Hypertension (HTN) stands as a formidable global health challenge, affecting an estimated 1 billion individuals worldwide. With its prevalence steadily rising, HTN represents a significant risk factor for adverse cardiovascular events, including strokes, heart attacks, and kidney failure 1, 3 Notably, its impact is disproportionately felt among black populations in Africa, the Caribbean, and North America, where historical associations with cardiovascular disease have contributed to alarming mortality rates, particularly among those over 40 years of age 7.
In Africa, the burden of HTN is starkly evident, with approximately 900,000 deaths attributed to the condition in 2016 alone. This marked an 82% increase since 1990, reflecting both the growing prevalence of HTN and its dire consequences 9, 12. Sub-Saharan Africa, in particular, grapples with an overall prevalence of approximately 30.8%, as reported by the Framingham study. Alarmingly, the study predicts that 90% of normotensive individuals who live to the age of 55 will eventually develop HTN, highlighting its pervasive nature across diverse demographic groups, including rural populations, impoverished households, and younger individuals 5.
Similarly, the Caribbean and North America face escalating rates of HTN, driven in part by the obesity epidemic and the aging population. Despite concerted efforts, only about 30% of individuals with HTN in North America have their blood pressure under control, indicating significant gaps in effective management strategies. This underscores the multifactorial nature of HTN risk, which is intricately linked to age, weight, and ethnicity. Notably, black individuals, the elderly, and those with diabetes exhibit the highest prevalence rates, further exacerbating disparities in disease burden and healthcare outcomes 17.
Efforts to address the HTN epidemic are hindered by various systemic challenges, including limited access to quality healthcare services, poor treatment adherence, and inadequate provider interventions. Furthermore, the economic burden of HTN is staggering, with the United States alone spending an average of $131 billion annually on treatment costs 4. This financial strain is compounded by the substantial human toll, with HTN accounting for more than half of early acute strokes in the USA, Africa, and the Caribbean, in addition to emerging as a potential modifiable risk factor for dementia. In response to these challenges, there arises a critical necessity for the implementation of comprehensive prevention and control measures tailored to the distinct requirements of affected communities 1, 9. This imperative encompasses augmenting access to high-quality healthcare services, advocating lifestyle adjustments to mitigate hypertension risk factors, and executing focused interventions to alleviate disparities in disease burden and healthcare outcomes. By prioritizing the prevention and management of hypertension, particularly among vulnerable demographics in Africa, the Caribbean, and North America, we can mitigate the dire consequences of this global health crisis and enhance the overall health and well-being of impacted individuals and communities 35.

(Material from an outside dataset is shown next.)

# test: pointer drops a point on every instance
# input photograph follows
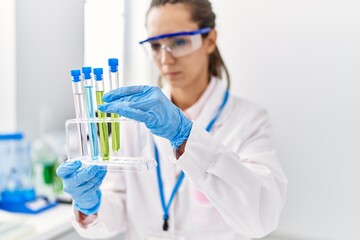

Despite concerted efforts to tackle this issue, there persists a dearth of comprehensive understanding regarding the prevalence and management of hypertension within these regions. This review aims to address this gap by systematically analyzing current population-based studies published between 2017 and 2022. Through elucidating the prevalence and associated factors of hypertension among black populations, this study endeavors to identify disparities in disease burden and healthcare outcomes, thereby informing targeted interventions and enhancing overall health outcomes 38. However, it is important to clarify that the primary objective of this study is to investigate the prevalence of hypertension among black populations and conduct an exhaustive review spanning Africa, the Caribbean, and North America.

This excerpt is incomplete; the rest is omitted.